Холодные сумерки - Валерий Георгиевич Шарапов
Шрифт:
Интервал:
Закладка:
«Нет, так никуда не годится. Надо взять себя в руки».
Шабалин заметно вздрогнул.
– Моя матушка, – сурово заметил он, – была лучом света в темном царстве…
«Или к черту это взятие себя в руки».
– Добролюбов о Катерине, – соглашаясь, кивнул Дмитрий, – не знал, что вашей бабушкой была Кабаниха.
Блистать интеллектом могли не только старшие эксперты.
– Ты не осуждай постарше себя! Они больше твоего знают. – К Шабалину вернулась уверенность, он даже улыбнулся, явно с удовольствием цитируя старуху из «Грозы». – У старых людей на все приметы есть. Старый человек на ветер слова не скажет.
«Интересные метаморфозы. И снова тонкие намеки, хотя не настолько он меня и старше. Нет, ну правда, словно два барана, которые за первое место в стаде бодаются. Хорошо еще, Ольга не видит».
– Пора бы уж вам, сударь, своим умом жить, – невозмутимо, все из той же «Грозы», процитировал Дмитрий. – Знаете, а мой любимый писатель Чехов. Он так замечательно однажды сказал: «Ничто не может нагнать такого уныния, как один человек, когда он сидит, говорит и неизвестно, когда уйдет».
После полутемного подъезда свет резанул по глазам, и у Дмитрия ушла доля секунды, чтобы понять, что Ольга уже как раз видит. Девушка стояла у его «жигулей», опершись на капот и подставив лицо солнцу, словно это было самой естественной вещью на свете.
Дмитрий подошел, открыл багажник и, крякнув, опустил чемодан поверх предшественника.
«Что у нее там, кирпичи, что ли. Так вроде их из Москвы везти не нужно, своих хватает».
Шабалин пристроил рядом пухлую сумку с одеждой – последнюю, и Дмитрий захлопнул багажник.
– Сергей Саныч, на переднее сиденье или заднее? С переднего рулить удобнее. Оля, а как насчет завтра по набережной погулять?
– Завтра я… – начала было Ольга, но ей не дал договорить Шабалин.
Он выпрямился и возмущенно глянул на Дмитрия.

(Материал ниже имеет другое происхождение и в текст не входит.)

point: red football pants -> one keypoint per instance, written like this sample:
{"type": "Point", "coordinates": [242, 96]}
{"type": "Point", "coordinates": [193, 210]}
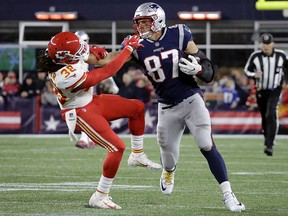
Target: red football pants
{"type": "Point", "coordinates": [93, 119]}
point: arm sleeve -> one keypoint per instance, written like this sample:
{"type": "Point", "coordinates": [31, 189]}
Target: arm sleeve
{"type": "Point", "coordinates": [249, 67]}
{"type": "Point", "coordinates": [208, 69]}
{"type": "Point", "coordinates": [96, 75]}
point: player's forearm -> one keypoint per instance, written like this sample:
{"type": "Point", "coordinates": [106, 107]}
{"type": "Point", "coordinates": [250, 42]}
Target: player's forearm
{"type": "Point", "coordinates": [98, 74]}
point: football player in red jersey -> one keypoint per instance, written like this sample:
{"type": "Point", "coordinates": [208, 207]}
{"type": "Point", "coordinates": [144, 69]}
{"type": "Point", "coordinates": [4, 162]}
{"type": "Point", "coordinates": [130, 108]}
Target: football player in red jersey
{"type": "Point", "coordinates": [64, 60]}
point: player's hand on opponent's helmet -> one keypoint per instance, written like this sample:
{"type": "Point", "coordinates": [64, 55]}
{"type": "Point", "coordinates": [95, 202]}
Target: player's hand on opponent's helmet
{"type": "Point", "coordinates": [133, 42]}
{"type": "Point", "coordinates": [98, 52]}
{"type": "Point", "coordinates": [190, 67]}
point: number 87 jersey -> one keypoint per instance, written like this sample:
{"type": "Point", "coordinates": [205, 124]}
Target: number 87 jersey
{"type": "Point", "coordinates": [160, 60]}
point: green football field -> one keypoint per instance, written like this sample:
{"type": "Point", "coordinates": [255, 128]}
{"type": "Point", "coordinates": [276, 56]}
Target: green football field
{"type": "Point", "coordinates": [49, 176]}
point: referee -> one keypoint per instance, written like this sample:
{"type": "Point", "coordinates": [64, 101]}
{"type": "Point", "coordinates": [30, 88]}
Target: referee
{"type": "Point", "coordinates": [265, 66]}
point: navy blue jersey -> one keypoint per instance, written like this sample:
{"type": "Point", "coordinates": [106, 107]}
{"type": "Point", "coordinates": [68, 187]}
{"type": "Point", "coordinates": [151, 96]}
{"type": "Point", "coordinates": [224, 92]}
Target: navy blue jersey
{"type": "Point", "coordinates": [160, 61]}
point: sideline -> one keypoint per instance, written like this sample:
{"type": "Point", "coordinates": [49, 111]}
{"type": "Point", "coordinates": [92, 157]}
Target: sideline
{"type": "Point", "coordinates": [222, 136]}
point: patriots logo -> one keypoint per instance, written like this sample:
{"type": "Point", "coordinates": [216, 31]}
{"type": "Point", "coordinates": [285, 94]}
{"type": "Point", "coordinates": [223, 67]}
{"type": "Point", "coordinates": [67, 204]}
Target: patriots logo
{"type": "Point", "coordinates": [154, 7]}
{"type": "Point", "coordinates": [62, 54]}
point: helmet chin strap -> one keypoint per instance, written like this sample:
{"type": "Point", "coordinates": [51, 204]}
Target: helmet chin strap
{"type": "Point", "coordinates": [145, 35]}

– Как же это – погулять? Как можно вот так, беспечно, неужели одной жертвы мало? А я-то считал вас, Дмитрий, разумным человеком.

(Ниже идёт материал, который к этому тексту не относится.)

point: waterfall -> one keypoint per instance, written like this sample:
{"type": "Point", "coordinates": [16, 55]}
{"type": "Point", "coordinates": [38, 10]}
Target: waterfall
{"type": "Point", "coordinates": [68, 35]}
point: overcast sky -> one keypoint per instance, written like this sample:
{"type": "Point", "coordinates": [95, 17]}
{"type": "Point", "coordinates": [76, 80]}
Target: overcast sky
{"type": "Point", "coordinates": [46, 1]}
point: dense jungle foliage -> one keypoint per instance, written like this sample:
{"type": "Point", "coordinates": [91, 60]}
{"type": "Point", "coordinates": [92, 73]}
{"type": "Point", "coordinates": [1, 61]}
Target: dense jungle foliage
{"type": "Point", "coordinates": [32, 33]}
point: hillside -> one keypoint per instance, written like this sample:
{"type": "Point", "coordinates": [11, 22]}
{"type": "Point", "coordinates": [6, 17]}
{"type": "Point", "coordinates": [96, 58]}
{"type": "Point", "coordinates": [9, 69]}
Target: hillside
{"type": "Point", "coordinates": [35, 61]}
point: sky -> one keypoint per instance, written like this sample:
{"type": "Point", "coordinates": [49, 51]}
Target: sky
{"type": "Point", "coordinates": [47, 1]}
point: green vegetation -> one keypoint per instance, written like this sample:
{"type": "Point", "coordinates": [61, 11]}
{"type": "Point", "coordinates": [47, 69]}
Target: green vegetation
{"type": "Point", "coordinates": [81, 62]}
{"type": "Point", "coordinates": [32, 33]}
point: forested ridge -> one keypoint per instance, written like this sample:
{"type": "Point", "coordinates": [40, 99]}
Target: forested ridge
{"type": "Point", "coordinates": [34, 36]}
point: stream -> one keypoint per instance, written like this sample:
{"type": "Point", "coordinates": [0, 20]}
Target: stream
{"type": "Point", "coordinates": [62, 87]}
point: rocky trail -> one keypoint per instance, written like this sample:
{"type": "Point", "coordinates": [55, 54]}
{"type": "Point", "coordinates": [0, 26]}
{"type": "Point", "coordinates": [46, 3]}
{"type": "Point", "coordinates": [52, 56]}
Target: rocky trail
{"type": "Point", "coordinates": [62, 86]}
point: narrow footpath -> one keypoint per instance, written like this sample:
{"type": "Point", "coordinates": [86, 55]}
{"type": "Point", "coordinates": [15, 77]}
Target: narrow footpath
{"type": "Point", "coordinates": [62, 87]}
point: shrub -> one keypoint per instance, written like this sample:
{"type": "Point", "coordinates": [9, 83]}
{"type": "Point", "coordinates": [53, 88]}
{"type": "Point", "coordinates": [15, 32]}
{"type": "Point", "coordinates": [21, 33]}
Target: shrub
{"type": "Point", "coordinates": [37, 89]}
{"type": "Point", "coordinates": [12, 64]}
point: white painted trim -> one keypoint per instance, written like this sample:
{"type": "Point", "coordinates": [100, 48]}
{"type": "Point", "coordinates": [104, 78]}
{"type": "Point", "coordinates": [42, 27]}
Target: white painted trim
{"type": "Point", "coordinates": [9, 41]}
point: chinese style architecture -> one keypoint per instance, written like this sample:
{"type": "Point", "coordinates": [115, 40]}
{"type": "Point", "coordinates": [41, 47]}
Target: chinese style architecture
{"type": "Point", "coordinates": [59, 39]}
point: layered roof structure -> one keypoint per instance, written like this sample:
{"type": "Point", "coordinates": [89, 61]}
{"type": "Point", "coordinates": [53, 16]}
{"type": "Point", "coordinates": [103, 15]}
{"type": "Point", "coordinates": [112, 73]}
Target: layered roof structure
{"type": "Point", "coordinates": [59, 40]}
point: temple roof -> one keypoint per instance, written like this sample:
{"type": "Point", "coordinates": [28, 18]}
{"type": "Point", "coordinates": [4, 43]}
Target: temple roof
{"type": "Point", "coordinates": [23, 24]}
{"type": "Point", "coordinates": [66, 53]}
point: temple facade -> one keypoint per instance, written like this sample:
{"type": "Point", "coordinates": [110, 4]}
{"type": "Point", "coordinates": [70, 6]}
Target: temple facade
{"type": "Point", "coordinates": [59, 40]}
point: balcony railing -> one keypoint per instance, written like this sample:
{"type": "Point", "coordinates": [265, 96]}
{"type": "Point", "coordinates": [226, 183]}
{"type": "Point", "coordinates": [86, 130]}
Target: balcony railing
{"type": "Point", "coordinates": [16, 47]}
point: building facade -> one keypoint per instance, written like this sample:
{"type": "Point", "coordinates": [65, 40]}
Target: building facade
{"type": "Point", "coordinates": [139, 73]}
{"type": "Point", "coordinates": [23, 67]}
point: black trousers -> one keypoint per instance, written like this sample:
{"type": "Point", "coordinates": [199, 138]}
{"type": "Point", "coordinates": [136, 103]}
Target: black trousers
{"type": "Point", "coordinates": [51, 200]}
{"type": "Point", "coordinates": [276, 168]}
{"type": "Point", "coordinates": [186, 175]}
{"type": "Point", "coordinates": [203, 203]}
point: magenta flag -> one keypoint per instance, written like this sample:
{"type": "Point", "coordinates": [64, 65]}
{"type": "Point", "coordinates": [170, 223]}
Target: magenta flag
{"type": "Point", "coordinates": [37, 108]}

«Ага, значит, Ольга ничего не сказала. Это хорошо».
– Да бросьте вы, Сергей Саныч, – миролюбиво ответил Дмитрий, открывая Ольге заднюю дверь. – Это ведь было просто совпадение, не нужно придавать ему такого значения. Или вы в психологии разбираетесь еще лучше, чем в букинистике и литературе?
– Нет, но… – Шабалин выглядел каким-то растерянным, и Дмитрию на миг стало его жаль.
«Вот такая у нас поганая работа, когда даже от своих сплошные секреты».
– Но это ведь подставляет Оленьку под удар. Вы сами ведь знаете, как оперативник… следователь. Что же вы делаете?
– Знаю, – уже всерьез кивнул Дмитрий, заводя машину. – Я-то знаю, что делаю. А вы, Сергей Саныч, не очень. Вы ведь не полевой работник.
«О да, я знаю. И очень надеюсь, что за это не придется заплатить слишком дорого. Но тебя, старший эксперт, и правда жаль. Ведь видно, что об Оле ты переживаешь искренне, всей душой. Да и я тоже. Если бы еще был другой выбор!»
– Но я ведь в органах уже…
– А завтра я свободна. – На этот раз Ольга оборвала Шабалина. – И с удовольствием прогуляюсь. А вы, Сергей Александрович, не переживайте так. Что теперь, если псих по городу ходит – не жить вовсе? Самой на кладбище отползти и зарезаться? Так ведь ему это только в радость будет, наверное.
– Вряд ли, – вставил Дмитрий. – Грубо говоря, у больного человека стоять – прости, Оля, – будет, только если он режет сам. Если кто-то за него – все не то. Разве что это уже совсем странный случай. Уникальный. Исключать такое нельзя, но все же вряд ли. Но жить и правда нужно продолжать. Не переживайте, Сергей Саныч, уж за Олей-то мы присмотрим. Да и вот, переезжает поближе к работе и к вам тоже, все безопаснее, верно? К слову, а куда ехать-то? Если уж выбрали роль штурмана – так ведите!
«Хотя лучше бы Ольга переезжала ко мне, разумеется. У меня тоже есть свободная комната! И машина на ходу. И вообще. Нет только Киплинга в оригинале. Но ведь есть в переводе, пусть даже он и правда что-то да искажает!»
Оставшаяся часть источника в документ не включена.